Friday, September 2, 2016

Varieties Adapted to Front Range Colorado

Amy's Apricot tomato
Cherry tomatoes are convenient for many people and golden cherry tomatoes have been of interest. Sun Gold is one that seems to do well in Denver and has become popular.

This year I tried another heirloom, Amy's Apricot, that did equally as well and has excellent flavor. An indeterminate type like Sun Gold, the only concern for some may be that Amy's Apricot is is 10 days later at 74 days versus Sun Gold at 55 to 65 days. Tomatofest.com carries Amy's Apricot seed.

Caroline fall bearing raspberry
Switching to small fruit, your fall bearing raspberries should be yielding well by now. If you are still growing Heritage red raspberry, consider switching to an earlier bearing variety when you pull out plants (generally necessary due to virus buildup after 10 years or so).

Newer fall raspberry varieties such as Caroline, Jaclyn and Autumn Britten bear fruit 2 weeks earlier. Late bearing Heritage has always been problematic with coming into bearing when frost danger may threaten in mid to late September.

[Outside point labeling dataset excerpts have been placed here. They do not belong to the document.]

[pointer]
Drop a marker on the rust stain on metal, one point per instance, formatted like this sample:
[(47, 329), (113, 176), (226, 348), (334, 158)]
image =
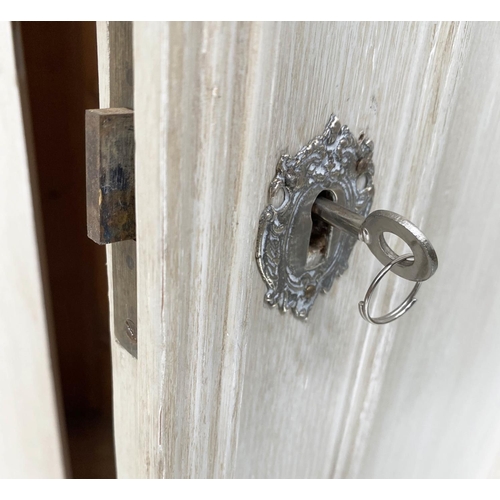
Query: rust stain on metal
[(110, 152)]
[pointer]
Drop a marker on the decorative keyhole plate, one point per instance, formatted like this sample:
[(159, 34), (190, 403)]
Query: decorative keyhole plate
[(294, 271)]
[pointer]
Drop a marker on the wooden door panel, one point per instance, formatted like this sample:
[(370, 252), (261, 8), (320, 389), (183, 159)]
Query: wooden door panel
[(226, 387), (31, 438)]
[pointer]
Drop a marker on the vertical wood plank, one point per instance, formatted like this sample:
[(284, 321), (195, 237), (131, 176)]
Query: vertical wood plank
[(31, 443), (227, 387)]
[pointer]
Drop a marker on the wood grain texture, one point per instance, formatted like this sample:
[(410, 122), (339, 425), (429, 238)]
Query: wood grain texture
[(225, 386), (114, 43), (30, 435)]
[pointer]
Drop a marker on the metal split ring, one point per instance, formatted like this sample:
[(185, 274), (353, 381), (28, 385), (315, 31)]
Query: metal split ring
[(364, 305)]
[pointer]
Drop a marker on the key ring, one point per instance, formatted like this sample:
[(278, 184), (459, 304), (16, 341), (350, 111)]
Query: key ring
[(364, 305)]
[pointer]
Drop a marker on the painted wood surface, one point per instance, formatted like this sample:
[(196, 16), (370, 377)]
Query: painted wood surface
[(114, 44), (223, 385), (30, 437)]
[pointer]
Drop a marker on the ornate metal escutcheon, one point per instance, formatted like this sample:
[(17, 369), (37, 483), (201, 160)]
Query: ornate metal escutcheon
[(297, 253)]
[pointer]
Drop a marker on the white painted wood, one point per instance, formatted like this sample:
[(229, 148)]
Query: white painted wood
[(225, 386), (30, 439), (114, 42)]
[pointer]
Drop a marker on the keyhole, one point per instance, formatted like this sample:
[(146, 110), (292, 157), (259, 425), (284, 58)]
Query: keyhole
[(320, 235)]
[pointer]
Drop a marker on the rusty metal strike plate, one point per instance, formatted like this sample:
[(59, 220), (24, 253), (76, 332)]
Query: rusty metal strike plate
[(110, 174), (110, 153)]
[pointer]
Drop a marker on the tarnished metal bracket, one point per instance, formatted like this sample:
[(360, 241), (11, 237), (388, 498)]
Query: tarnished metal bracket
[(297, 253), (110, 151)]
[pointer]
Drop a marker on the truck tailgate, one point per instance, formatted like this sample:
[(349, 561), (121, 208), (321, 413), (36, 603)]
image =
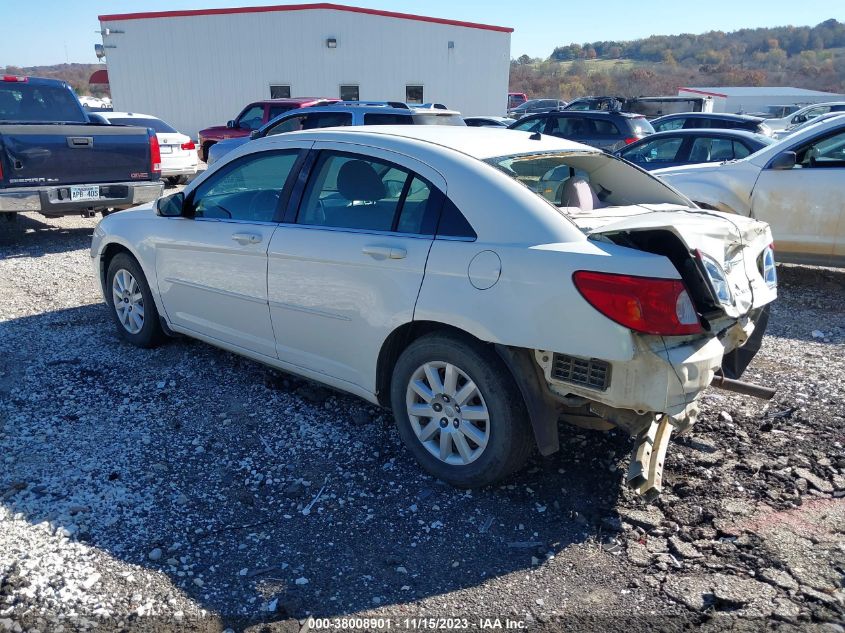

Fall bearing raspberries are generally recommended in Colorado because they bear on first year canes; you don't need to worry about winter-kill of canes or buds as you do with summer bearing types that don't bear until their second year. Fall bearing types are easy for pruning too because canes are cut to the ground every year in December/January and regrow to produce a crop the next season.